Through our ethnographic research, we learned that the biggest challenge we needed to solve for was the wearable nature of the pump. We learned that patients wanted to “untether” themselves for limited periods and this became another requirement to factor into our design. We shared many concepts with them in sketch format before creating both physical and digital prototypes that were then tested more extensively. There were many things we were trying to resolve, including what the best form factor should be, how the pump should be controlled remotely, and what types of information should exist on the remote. While the client continued to refine their insulin delivery technology, these insights related to the broader experience were essential in evolving the product.
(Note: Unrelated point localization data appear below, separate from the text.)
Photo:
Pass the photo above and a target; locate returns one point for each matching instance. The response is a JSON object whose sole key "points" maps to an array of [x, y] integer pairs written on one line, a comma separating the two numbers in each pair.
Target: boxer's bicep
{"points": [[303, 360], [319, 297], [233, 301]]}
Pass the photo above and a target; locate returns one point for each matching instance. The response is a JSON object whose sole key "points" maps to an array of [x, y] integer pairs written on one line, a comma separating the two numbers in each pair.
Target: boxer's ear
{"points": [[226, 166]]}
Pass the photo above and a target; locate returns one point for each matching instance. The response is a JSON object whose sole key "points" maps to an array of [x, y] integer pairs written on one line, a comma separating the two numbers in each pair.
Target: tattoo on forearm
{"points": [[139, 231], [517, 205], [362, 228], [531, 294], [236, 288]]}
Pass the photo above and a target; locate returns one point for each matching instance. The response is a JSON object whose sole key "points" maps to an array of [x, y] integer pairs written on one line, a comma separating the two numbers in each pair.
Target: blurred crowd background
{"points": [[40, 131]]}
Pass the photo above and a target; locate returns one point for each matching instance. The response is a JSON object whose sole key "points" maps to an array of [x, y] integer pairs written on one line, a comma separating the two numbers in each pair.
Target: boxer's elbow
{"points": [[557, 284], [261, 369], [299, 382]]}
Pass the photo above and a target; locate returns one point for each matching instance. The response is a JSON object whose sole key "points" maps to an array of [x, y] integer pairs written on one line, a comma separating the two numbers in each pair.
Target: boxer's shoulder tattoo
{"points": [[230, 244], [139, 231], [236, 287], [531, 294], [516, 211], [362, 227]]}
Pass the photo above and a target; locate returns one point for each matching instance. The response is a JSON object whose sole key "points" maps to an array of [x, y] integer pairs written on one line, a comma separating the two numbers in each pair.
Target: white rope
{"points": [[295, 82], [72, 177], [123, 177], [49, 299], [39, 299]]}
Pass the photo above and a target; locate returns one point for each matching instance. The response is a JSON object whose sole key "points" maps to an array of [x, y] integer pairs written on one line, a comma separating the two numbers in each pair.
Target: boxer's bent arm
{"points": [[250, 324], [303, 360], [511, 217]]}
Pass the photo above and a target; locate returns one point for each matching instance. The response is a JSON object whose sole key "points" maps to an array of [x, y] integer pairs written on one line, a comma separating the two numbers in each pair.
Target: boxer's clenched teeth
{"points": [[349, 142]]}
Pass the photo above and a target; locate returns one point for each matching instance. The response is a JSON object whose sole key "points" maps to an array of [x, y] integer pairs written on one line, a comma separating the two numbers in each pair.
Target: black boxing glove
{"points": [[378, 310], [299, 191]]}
The time period to bring a medical device to market is extensive so unfortunately I didn’t see the final results of this project, but a number of the other products we worked on for this client including a range of next generation blood glucose meters with built in “insights” were revolutionary at the time. Instead of simply recording a blood glucose reading, these new meters provide instant feedback, showing the patient when their blood sugar numbers are in or out of range. The meters also allow patients to add important incremental information such as “after meal” to provide a little more context to the reading and basic charts to reveal patterns over time. This remains one of the most meaningful projects I’ve worked on and it’s rewarding to see that the design language we established many years ago is still in existence today.
A beginning, not an end
There have been other many other projects since this one where our team at Freeport Metrics has met with participants to learn about everything from marijuana to inventory management. Regardless of the domain, our approach remains the same: immersive, human-centered and non-linear. We go deep, seeking to connect the digital product with the intended subject and then report back to our corporate sponsors…our clients. As we are part researchers, part designers this report out is really only the beginning, leading to subsequent phases of design, definition and development.
Through my experience of giving this talk, I learned that software giants like Google and Microsoft are some of the biggest employers of Anthropology graduates. The intersection of anthropology and technology is clearly well established, but unfortunately not everyone is a believer. There is another camp who is insistent on going straight to drafting requirements and defining the data model, without first understanding the user, in the hopes that they will get to the finish line faster. Fortunately, the number of advocates who champion the more qualitative anthropological approach is growing and it’s likely we’ll hear more about corporate anthropology in the years ahead.